CIUDAD DEL VATICANO.— La Santa Sede respondió formalmente a la Fraternidad Sacerdotal San Pío X (FSSPX) tras la consagración de cuatro obispos sin el consentimiento papal, declarando una ruptura oficial con la Iglesia católica y extendiendo la excomunión a sus clérigos, así como a los fieles que se adhieran formalmente a sus posturas doctrinales.
La decisión, emitida por la Congregación para la Doctrina de la Fe, califica las ordenaciones realizadas en Écône, Suiza, como un acto cismático. Con este decreto, el Vaticano determinó la invalidez de los sacramentos de la confesión y del matrimonio administrados por los aproximadamente 750 sacerdotes del grupo, revirtiendo las concesiones y los acercamientos pastorales que se habían edificado en años recientes bajo pontificados previos.
La resolución del papa León XIV establece que la sanción espiritual afectará de igual manera a los laicos que asistan de forma regular y compartan la postura ideológica de la fraternidad, la cual rechaza las reformas modernizadoras del Concilio Vaticano II y defiende la exclusividad de la misa en latín. No obstante, las autoridades eclesiásticas precisaron que la medida no aplicará para aquellos católicos que acudan a las ceremonias del grupo únicamente por motivos litúrgicos o espirituales, siempre que reconozcan la autoridad papal.

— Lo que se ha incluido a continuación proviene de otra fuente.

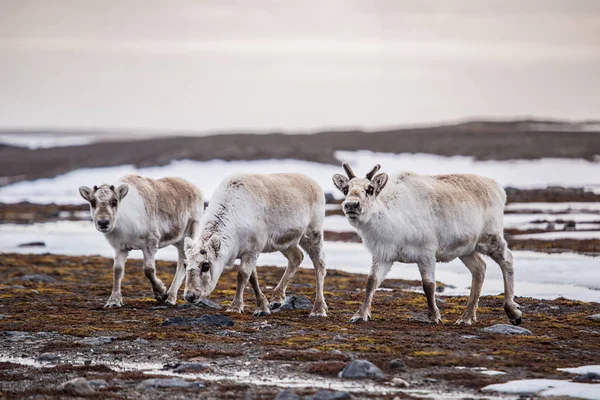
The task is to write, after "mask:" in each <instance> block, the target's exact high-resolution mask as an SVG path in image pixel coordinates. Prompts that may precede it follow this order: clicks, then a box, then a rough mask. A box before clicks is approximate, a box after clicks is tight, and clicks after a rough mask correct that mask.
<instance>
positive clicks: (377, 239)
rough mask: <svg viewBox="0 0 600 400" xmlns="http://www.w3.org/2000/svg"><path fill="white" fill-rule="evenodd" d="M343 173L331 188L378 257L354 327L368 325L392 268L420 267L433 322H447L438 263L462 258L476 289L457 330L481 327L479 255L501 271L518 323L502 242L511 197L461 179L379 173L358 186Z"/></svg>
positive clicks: (485, 185) (350, 178)
mask: <svg viewBox="0 0 600 400" xmlns="http://www.w3.org/2000/svg"><path fill="white" fill-rule="evenodd" d="M343 167H344V170H345V171H346V174H347V175H348V176H347V177H346V176H343V175H340V174H335V175H334V176H333V183H334V184H335V186H336V187H337V188H338V189H339V190H341V191H342V192H343V193H344V196H345V200H344V202H343V203H342V207H343V210H344V213H345V215H346V217H347V218H348V221H349V222H350V224H351V225H352V226H354V227H355V228H356V229H357V230H358V233H359V235H360V236H361V238H362V240H363V242H364V243H365V245H366V246H367V248H368V249H369V251H370V252H371V255H372V257H373V266H372V267H371V272H370V273H369V277H368V280H367V289H366V296H365V300H364V302H363V304H362V305H361V307H360V308H359V310H358V311H357V312H356V314H355V315H354V316H353V317H352V319H351V320H350V321H351V322H357V321H367V320H369V319H370V318H371V301H372V300H373V295H374V294H375V290H376V289H377V288H378V287H379V285H380V284H381V282H382V281H383V280H384V279H385V276H386V275H387V273H388V272H389V270H390V268H391V267H392V263H393V262H394V261H399V262H403V263H416V264H417V265H418V267H419V272H420V273H421V279H422V281H423V290H424V291H425V295H426V297H427V305H428V308H429V312H428V314H429V320H430V321H431V322H432V323H440V322H442V318H441V316H440V311H439V309H438V307H437V305H436V302H435V263H436V262H437V261H439V262H449V261H451V260H453V259H455V258H457V257H458V258H460V259H461V261H462V262H463V263H464V264H465V265H466V267H467V268H468V269H469V271H471V274H472V284H471V293H470V296H469V301H468V303H467V308H466V310H465V312H464V313H463V315H462V316H461V317H460V319H459V320H458V321H456V323H457V324H472V323H473V322H476V321H477V316H476V311H477V305H478V302H479V296H480V294H481V287H482V285H483V280H484V277H485V269H486V265H485V261H484V260H483V259H482V258H481V255H480V254H484V255H487V256H490V257H491V258H492V259H493V260H494V261H495V262H497V263H498V265H500V268H501V269H502V274H503V276H504V310H505V311H506V314H507V315H508V318H509V319H510V321H511V322H512V323H513V324H515V325H518V324H519V323H521V315H522V314H521V311H520V310H519V305H518V304H517V303H515V301H514V300H513V297H514V277H513V276H514V270H513V257H512V253H511V252H510V250H509V249H508V247H507V244H506V241H505V240H504V228H503V215H504V204H505V202H506V193H505V192H504V189H503V188H502V187H501V186H500V185H498V183H497V182H495V181H494V180H492V179H489V178H485V177H482V176H477V175H462V174H456V175H435V176H427V175H418V174H415V173H410V172H401V173H397V174H394V175H392V176H391V177H390V176H388V175H387V174H385V173H381V174H378V175H375V174H376V173H377V171H378V170H379V168H380V166H379V165H376V166H375V167H374V168H373V170H371V172H369V173H368V174H367V176H366V178H358V177H356V175H355V174H354V172H353V171H352V169H351V168H350V166H349V165H348V164H346V163H344V164H343Z"/></svg>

Por su parte, la representación de la FSSPX calificó las penalizaciones de desproporcionadas e injustas, argumentando una falta de apertura al diálogo directo por parte de la Santa Sede. El Vaticano acompañó el anuncio con una nota explicativa donde manifiesta su disposición para recibir de regreso a los miembros del movimiento tradicionalista, fijando como requisito la firma de compromisos donde se profese fidelidad al pontífice y se acepten las directrices doctrinales vigentes de la Iglesia.